ぶ厚い扉の先からは、防音も施されているため、何も聞こえてきはしない。しかし確実に、この中では激しい戦闘が行われているのだろう。
「ここで指咥えて見守っててもなんにもならねえ。帳、夕島、小野寺、俺たちは学園中に散らばって、敵の協力者らしい奴を見つけるぞ。上手くいけば、ハッキングをしてる馬鹿野郎をとっ捕まえられるかもしれねえ」
志藤の言葉に、一同は頷く。
「志藤くん、私たちはどうすればいいかしら?」
女性陣の中から、香月が訊いてくる。
「香月たちは念の為、ここの扉の前でスタンバっててくれ。いつ開いてもいいように待機して、お客さんたちやクラスメイトを頼む。そして、天瀬への付加魔法もな」
「わかったわ」
「……って言うか、俺の名前間違えるシリーズはどうした? 香月のお家芸じゃないか?」
志藤が口角を上げながら問えば、香月はやや顔を赤くして、思い出したかのようにハっとなる。

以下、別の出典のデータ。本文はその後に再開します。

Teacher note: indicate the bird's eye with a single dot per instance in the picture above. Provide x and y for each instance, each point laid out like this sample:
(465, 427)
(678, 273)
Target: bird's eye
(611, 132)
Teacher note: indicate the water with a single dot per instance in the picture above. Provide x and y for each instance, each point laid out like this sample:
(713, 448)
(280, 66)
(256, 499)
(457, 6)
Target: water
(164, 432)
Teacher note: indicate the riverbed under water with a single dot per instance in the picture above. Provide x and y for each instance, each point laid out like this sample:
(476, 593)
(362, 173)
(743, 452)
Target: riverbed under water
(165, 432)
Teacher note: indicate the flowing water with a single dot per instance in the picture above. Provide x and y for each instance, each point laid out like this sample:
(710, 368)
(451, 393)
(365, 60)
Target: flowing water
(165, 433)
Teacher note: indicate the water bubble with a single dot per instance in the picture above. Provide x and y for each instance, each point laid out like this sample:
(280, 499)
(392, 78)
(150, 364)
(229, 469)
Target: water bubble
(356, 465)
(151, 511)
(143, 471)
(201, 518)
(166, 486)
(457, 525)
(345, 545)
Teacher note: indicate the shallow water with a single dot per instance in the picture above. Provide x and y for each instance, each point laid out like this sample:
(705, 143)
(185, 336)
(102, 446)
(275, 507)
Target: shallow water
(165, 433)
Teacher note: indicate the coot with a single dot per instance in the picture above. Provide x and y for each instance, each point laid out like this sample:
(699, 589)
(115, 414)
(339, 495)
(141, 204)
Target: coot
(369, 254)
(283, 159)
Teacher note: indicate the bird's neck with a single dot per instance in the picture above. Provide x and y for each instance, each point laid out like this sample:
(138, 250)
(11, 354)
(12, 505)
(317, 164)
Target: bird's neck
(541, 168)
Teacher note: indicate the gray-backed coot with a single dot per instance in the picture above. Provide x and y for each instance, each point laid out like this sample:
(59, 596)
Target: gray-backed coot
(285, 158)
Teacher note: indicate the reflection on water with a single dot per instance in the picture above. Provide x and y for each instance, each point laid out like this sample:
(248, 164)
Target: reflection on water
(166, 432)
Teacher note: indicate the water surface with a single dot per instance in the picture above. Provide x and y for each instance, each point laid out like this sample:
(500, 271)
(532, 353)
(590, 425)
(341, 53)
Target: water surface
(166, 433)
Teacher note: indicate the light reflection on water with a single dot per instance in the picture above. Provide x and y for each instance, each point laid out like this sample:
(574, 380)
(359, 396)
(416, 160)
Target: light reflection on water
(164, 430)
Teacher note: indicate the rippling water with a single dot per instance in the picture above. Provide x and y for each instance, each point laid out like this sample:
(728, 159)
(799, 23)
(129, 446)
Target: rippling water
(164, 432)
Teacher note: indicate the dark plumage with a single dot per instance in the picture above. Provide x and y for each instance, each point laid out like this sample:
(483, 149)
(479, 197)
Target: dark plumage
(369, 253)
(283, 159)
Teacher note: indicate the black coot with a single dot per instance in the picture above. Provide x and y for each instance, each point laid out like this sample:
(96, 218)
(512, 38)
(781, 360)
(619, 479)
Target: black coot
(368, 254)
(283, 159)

「わ、忘れていたわ……私としたことが……緊急事態でつい……」
「できればそのままで頼みたいんだけどな……」
志藤がとほほとため息をこぼし、髪をかきあげる。
「よし。俺たちもやれることをやろう。行こうぜ」
※
「うぉぉぉぉぉっ!」
正面方向から放たれた攻撃魔法を、誠次は気合の声を上げながら切り裂く。
「行け! セリム!」
「任せろ!」
そうして攻撃を防いだ誠次の真横を、槍を握ったセリムが走り抜き、迎え討つ二人の敵兵を立て続けに無力化。高速で動く列車両の屋根の上から突き落とした。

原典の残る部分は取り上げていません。